Secondly, fatwas must be based on profound reasoning, and not on self-interest or blind hate. Law deduction should emphasize a thorough analysis as can be seen in the work of Averroes, Bidayat al-Mujtahid wa Nihayat al-Muqtashid. This work of the Andalusian philosopher stressed the importance of profound reasoning, when dealing with rituals (‘ibadah mahdhah) or social relations (mu’amalah ijtimaiyyah). He discussed difference of opinions wisely, therefore we do not find any words based on self-interest or hate in this book.

The use of reason in the time of issuing fatwas is necessary in understanding the text and the context of problem. Therefore, fatwa is not about dividing the world in a good and bad part, but it should prioritize the urgency of education, enlightenment, and empowerment of society. Ulema, after all, are the successor of the Prophet. Therefore, prophetic messages on good news (tabsyir) and warnings (indzar) should be considered hand in hand.

Thirdly, fatwas should bring benefits to humans. Fatwa should involve all elements of society. In the tradition of bahtsul masa’il (problem research used to be held in pesantren) that discusses about current matters (masa’il waqi’iyyah) performed by Nahdlatul Ulama (NU) for instance, the ulema were aware of their incompetence in the contemporary issues, therefore they asked the opinion of the experts (expert in medical field, etc) in formulating a fatwa. Hence, they can comprehend the object of fatwa well and accurately. Fatwa cannot be issued without a profound understanding of the matter concerned, particularly when it needs academic reference, which is unknown in the Islamic tradition.

Sheik Tantawi, for instance, consulted banking experts to study to what extend bank interest provides both benefits to the client and to the bank. Should bank interest be included in usury?
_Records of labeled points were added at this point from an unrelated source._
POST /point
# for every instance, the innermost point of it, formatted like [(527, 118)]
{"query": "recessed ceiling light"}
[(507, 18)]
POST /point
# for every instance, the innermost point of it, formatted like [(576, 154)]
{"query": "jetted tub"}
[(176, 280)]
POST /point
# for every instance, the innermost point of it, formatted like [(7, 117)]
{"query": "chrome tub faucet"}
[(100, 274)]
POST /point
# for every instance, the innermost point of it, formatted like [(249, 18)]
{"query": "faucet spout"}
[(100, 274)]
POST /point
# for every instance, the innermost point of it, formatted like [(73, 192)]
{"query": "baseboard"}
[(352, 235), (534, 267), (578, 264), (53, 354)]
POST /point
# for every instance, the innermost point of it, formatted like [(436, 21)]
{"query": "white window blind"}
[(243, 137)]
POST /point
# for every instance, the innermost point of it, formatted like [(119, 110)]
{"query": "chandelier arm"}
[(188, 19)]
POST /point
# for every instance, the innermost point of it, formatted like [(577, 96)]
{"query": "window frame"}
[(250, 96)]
During his time as the head of the Fatwa Council of Egypt until he was being Sheik al-Akbar al-Azhar, he has always insisted to issue the fatwa that bank interest is allowed (halal), partly based on the consultation with banking experts.
Initially, many people opposed the fatwa by Sheik Tantawi since it contradicted the views of other ulema. Currently, the Muslim world is aware of the importance of moderate, humanist and progressive fatwa to keep the compatibility between religion and time and space (shalihun likulli zaman wa makan). Furthermore, since radicalism and fundamentalism in Muslim world are increasing, humanist fatwas offer an alternative to build civilization that honor both God and His creatures.

However, nowadays many are leaving the violent-based fatwas. For instance, Saudi Arabia, Egypt, Morocco, Lebanon etc are now concerned on the rise of “hardliners” which are not building civilization, but destroying it. Using the terms of Khaled Abou el-Fadl in Speaking in God’s Name, they who issue the violent-based fatwa are actually speaking “in the name of God”. Yet, God teaches human to uphold justice, peace and virtue on the earth.

Therefore, interpreting the words of God in a social context is necessary in order to understand the essence of God’s messages in the light of humanity, plurality and benefit. In Indonesia, we need ulema like Sheik Sayyed Tantawi who have the past, present and future view. Fatwa are one of the entrances to a humanitarian civilization. Therefore, it should not be contaminated by self-interest and blind hate that will eventually eliminate the spirit of Islam.